Remember the good old days of the 1990s? Back in the day, you could drive your Saab 900 to Bed Bath and Beyond to get some towel racks on your way to the AMC movie theater to watch “Toy Story,” all the while being connected to work by the snazzy BlackBerry clipped onto your belt. Maybe later, if the kids behaved themselves, you could swing by the GameStop store to buy them a game for their Sony PlayStation.
Those days seemed well in the rearview until COVID hit and the Robinhood-Reddit-Wall Street Bets monster rose up—seemingly out of thin air—to turn asset valuation on its head by snapping up equity in stocks referred to as “meme stocks.” Now, also-ran companies that many of us thought were already on the ash-heap of history have become juggernauts steamrolling professional traders on the wrong side of the new reality.

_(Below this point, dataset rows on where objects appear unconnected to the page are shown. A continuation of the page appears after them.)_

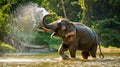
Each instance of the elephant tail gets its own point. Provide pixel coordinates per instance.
(101, 54)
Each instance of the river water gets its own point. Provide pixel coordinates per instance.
(53, 60)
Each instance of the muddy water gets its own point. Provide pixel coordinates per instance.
(53, 60)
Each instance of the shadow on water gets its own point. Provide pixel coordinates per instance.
(52, 60)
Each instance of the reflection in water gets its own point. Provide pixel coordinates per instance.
(52, 60)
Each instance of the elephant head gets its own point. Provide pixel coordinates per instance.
(61, 28)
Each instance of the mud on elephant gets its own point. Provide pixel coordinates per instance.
(75, 36)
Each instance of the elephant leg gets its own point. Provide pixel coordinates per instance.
(72, 51)
(93, 51)
(85, 54)
(61, 50)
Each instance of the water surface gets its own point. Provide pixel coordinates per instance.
(53, 60)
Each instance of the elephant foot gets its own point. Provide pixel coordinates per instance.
(65, 57)
(85, 54)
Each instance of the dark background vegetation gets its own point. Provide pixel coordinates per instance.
(101, 15)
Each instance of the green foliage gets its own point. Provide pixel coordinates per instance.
(5, 48)
(109, 32)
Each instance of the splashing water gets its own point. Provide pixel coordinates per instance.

This piece may sound like a frustrated old-school investor acting like grandpa Simpson shaking his fist and yelling, “You rotten kids!” And maybe that is right, but I’m really not sure we’ve seen a break from reality this large before. Perhaps the “dot-com” bubble, but back then we were transfixed with all the new technology and its possibilities. Of course, there were many crazy start-ups that had no business being public companies, but many of the “dot-com” stocks were just too early, as they had not figured out how to monetize many good ideas. What we are seeing now, however, is stocks like Blackberry being driven up seemingly for nostalgia’s sake.